*Names in bold indicate Presenter
Design-replication studies assess the ability of non-experimental designs to replicate unbiased (experimental) estimators of program impact (e.g., Lalonde, American Economic Review, 1986). Our design-replication study uses, as a benchmark, a large-scale randomized field experiment that tested the effectiveness of norm-based messages designed to induce voluntary reductions in water consumption during a drought. Assuming no randomization or general equilibrium (spillover) biases, which were not detected, randomization of households into control and treatment groups, followed by a comparison of each group’s mean water consumption, provides an unbiased estimator of the average treatment effect. To our knowledge, our study is the first design-replication study in the environmental policy context, and the first to assess evaluation designs that use repeated observations before and after treatment. It is also the first, to our knowledge, that includes a treatment that had a large and statistically significant estimated treatment effect and another treatment that had a small and statistically insignificant effect.

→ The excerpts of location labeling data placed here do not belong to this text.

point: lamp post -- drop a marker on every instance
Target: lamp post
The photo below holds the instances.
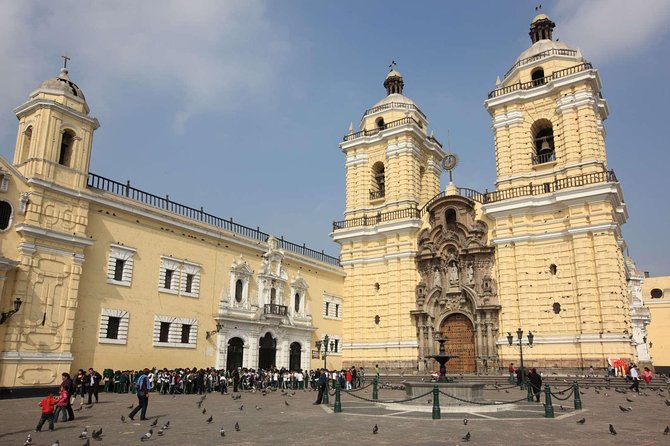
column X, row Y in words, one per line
column 5, row 315
column 510, row 339
column 325, row 344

Policies and programs are frequently implemented or piloted in administrative units like towns, counties, or states. To estimate impacts, evaluators typically look to neighboring administrative units for comparison groups and apply various statistical techniques to control for observable and unobservable sources of bias. To form a non-experimental comparison group, we use data on approximately 67,000 households from a neighboring county. The neighboring county experienced similar water pricing policies, water sources, weather patterns, state and metro regulatory environments and other regional confounding factors during the information campaign experiment. Participants do not self-select into the program, but they may have sorted themselves across counties based on characteristics that also affect water consumption. Our administrative data comprise monthly water use for 17 months, including pre and post experiment periods. By merging the treatment and non-experimental control group data with tax assessor and census data, we create a unique data set that also includes home characteristics and block group characteristics from the US census. We use bootstrapping methods to determine the sensitivity of a design’s performance to changes in the sample (failure to assess sensitivity has been a criticism of previous design-replication studies).

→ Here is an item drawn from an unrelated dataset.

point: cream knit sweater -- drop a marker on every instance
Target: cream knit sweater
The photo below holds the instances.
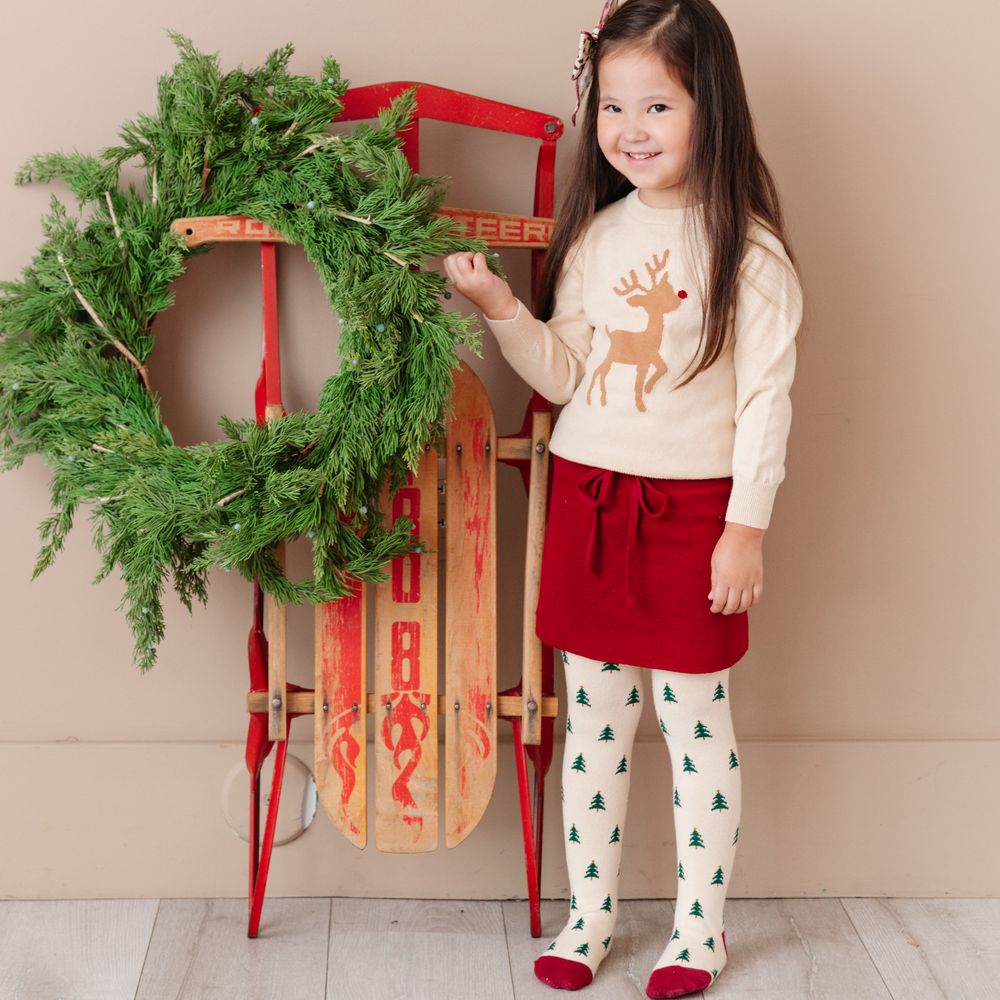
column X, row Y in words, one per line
column 625, row 331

When matching methods are used to pre-process the data and make more similar the treated and control units’ pre-treatment outcome trends and distribution of baseline (time-invariant) covariates, simple fixed-effect panel data estimators generate estimates almost identical to the experimental estimates. Statistical inferences are also identical. However, using alternative designs (e.g., panel data estimators without pre-processing by matching; trimming based on propensity scores), the non-experimental estimators can be grossly inaccurate. The reasons for this inaccuracy are explored.